1: Import Necessary Libraries

In [None]:
# Import necessary libraries
import pandas as pd
import numpy as np
from sklearn.model_selection import train_test_split
from sklearn.linear_model import LogisticRegression
from sklearn.tree import DecisionTreeClassifier
from sklearn.ensemble import RandomForestClassifier, GradientBoostingClassifier
from sklearn.neural_network import MLPClassifier
from sklearn.metrics import classification_report, precision_score, recall_score, f1_score
from sklearn.metrics import confusion_matrix, ConfusionMatrixDisplay
from imblearn.over_sampling import SMOTE
import seaborn as sns
import matplotlib.pyplot as plt
import mlflow
import mlflow.sklearn
import tensorflow as tf
from tensorflow.keras.models import Sequential
from tensorflow.keras.layers import Dense, Conv1D, Flatten, LSTM, SimpleRNN
from tensorflow.keras.utils import to_categorical
import shap
import lime
import lime.lime_tabular
from lime.lime_tabular import LimeTabularExplainer

2: Data Preparation with SMOTE

In [3]:
# Load the dataset
data = pd.read_csv('../../src/data/e-commerce_processed_data.csv')
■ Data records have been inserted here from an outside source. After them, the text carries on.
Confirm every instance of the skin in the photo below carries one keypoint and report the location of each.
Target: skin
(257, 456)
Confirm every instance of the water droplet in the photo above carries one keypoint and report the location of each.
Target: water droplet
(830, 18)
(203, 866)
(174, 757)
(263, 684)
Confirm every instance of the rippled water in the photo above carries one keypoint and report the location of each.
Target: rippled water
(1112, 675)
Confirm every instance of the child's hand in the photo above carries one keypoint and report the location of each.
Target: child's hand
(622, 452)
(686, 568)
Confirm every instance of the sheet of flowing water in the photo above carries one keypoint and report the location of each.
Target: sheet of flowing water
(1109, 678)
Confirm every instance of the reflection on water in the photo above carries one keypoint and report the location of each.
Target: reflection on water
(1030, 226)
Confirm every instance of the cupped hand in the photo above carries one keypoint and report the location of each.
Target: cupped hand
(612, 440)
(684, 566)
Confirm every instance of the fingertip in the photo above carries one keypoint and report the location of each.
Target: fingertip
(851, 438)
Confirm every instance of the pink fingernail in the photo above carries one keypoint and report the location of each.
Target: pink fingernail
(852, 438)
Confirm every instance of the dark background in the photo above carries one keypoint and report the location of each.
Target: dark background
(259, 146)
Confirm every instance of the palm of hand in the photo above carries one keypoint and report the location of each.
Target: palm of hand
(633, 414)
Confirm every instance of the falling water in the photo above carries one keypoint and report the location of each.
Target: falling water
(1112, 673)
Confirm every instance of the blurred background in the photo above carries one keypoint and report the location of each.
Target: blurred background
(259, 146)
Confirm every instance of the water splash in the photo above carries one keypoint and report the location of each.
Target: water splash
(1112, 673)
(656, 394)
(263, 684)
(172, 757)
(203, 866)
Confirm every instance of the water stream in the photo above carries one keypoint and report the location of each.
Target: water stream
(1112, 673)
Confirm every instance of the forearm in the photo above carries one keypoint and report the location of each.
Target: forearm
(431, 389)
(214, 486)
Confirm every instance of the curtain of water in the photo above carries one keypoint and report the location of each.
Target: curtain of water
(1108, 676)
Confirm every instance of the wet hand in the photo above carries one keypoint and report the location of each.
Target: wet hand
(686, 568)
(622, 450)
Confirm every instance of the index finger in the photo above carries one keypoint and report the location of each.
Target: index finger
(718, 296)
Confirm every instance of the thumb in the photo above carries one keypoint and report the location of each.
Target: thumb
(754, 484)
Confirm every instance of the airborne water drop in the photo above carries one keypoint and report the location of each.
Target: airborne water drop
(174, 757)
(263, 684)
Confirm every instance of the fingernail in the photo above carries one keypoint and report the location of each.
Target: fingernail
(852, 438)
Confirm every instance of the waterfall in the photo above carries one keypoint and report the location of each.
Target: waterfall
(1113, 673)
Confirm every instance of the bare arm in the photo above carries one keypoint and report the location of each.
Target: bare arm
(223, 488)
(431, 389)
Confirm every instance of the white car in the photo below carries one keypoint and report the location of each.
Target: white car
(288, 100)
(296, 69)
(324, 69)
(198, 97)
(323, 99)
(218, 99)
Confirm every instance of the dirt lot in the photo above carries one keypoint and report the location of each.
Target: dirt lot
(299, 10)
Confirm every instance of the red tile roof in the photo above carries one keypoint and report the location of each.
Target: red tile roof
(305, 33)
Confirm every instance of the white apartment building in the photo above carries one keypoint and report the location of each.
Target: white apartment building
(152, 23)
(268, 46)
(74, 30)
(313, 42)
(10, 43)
# Feature and Target Separation
X = data.drop(columns=['class'])
y = data['class']

# Train-Test Split
X_train, X_test, y_train, y_test = train_test_split(X, y, test_size=0.2, random_state=42)

# Display the class distribution before SMOTE
print("Class distribution before SMOTE:")
print(pd.Series(y_train).value_counts())

# Apply SMOTE to the training data
smote = SMOTE(random_state=42)
X_train_smote, y_train_smote = smote.fit_resample(X_train, y_train)

# Display the class distribution after SMOTE
print("Class distribution after SMOTE:")
print(pd.Series(y_train_smote).value_counts())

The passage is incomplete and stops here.